The Wall Street Crash and Depression
In 1928 the new Republican president Herbert Hoover confidently stated, 'We in America today are nearer to the final triumph over poverty than ever before in the history of any land.' Within a year, all the confidence had ended and America was plunged into the Depression.
When the Wall Street stock market crashed in October 1929, the world economy was plunged into the Great Depression. By the winter of 1932, America was in the depths of the greatest economic depression [Economic depression: The slowing of economic activity, which usually results in high unemployment, a sharp drop in prices and a fall in production. ] in its history.

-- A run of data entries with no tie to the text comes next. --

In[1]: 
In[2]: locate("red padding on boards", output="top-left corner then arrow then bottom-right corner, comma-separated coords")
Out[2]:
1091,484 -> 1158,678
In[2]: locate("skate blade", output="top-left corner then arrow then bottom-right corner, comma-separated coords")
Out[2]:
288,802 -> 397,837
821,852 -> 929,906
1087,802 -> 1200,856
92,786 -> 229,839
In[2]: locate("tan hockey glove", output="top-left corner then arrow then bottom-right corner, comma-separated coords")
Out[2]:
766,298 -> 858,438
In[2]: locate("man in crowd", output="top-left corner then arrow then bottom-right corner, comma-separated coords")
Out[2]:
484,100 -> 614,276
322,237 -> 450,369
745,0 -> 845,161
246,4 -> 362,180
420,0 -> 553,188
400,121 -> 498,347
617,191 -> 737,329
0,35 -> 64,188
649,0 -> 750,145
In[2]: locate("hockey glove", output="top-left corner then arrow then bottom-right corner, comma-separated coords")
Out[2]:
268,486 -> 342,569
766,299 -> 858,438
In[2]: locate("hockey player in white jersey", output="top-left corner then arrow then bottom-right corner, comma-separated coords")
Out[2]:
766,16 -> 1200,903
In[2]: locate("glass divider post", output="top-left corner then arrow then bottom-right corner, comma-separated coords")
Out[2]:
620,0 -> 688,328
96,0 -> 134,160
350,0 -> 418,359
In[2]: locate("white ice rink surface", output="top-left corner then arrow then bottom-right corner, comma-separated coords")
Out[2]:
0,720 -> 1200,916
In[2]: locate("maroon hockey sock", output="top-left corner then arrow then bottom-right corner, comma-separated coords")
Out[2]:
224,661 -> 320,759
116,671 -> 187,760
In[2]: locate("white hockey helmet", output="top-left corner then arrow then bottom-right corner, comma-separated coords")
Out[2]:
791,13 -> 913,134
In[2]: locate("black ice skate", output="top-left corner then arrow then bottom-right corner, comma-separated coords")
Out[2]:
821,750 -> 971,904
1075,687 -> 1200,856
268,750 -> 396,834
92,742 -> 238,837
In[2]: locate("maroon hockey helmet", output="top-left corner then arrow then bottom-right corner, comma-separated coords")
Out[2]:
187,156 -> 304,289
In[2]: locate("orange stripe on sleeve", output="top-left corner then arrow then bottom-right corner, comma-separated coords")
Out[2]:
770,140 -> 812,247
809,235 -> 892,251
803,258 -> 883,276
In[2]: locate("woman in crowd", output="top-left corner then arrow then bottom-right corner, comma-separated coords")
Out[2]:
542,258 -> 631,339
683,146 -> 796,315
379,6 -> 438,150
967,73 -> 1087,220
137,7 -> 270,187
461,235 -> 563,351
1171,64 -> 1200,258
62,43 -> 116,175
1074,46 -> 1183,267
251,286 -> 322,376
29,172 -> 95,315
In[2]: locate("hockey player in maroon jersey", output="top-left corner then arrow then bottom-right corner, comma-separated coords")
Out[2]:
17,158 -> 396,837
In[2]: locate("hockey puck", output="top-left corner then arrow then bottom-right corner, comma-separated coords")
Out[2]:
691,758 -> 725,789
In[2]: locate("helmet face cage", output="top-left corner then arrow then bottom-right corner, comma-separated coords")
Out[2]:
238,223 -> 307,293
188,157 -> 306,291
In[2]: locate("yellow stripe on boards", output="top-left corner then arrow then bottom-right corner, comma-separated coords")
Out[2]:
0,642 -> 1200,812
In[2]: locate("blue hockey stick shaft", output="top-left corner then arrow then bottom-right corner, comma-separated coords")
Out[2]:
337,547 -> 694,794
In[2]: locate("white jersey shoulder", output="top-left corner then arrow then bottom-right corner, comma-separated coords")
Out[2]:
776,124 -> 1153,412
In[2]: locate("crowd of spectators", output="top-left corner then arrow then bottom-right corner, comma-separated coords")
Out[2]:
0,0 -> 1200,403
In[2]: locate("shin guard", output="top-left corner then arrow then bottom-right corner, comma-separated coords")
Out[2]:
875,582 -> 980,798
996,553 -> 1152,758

The number of unemployed people reached upwards of 13 million. Many people lived in primitive conditions close to famine. One New York family moved into a cave in Central Park. In St Louis, more than 1,000 people lived in shacks made from scrap metal and boxes. There were many similar Hoovervilles all over America. Between 1 and 2 million people travelled the country desperately looking for work. Signs saying 'No Men Wanted' were displayed all over the country.
By the time of the election in November 1932, Hoover's popularity had reached rock bottom. It was not even safe for him to go onto the streets to campaign. After his heavy defeat, Hoover told his friends,
"we are at the end of our string... there is nothing more we can do". The American economy did not fully recover until the USA entered the Second World War in December 1941.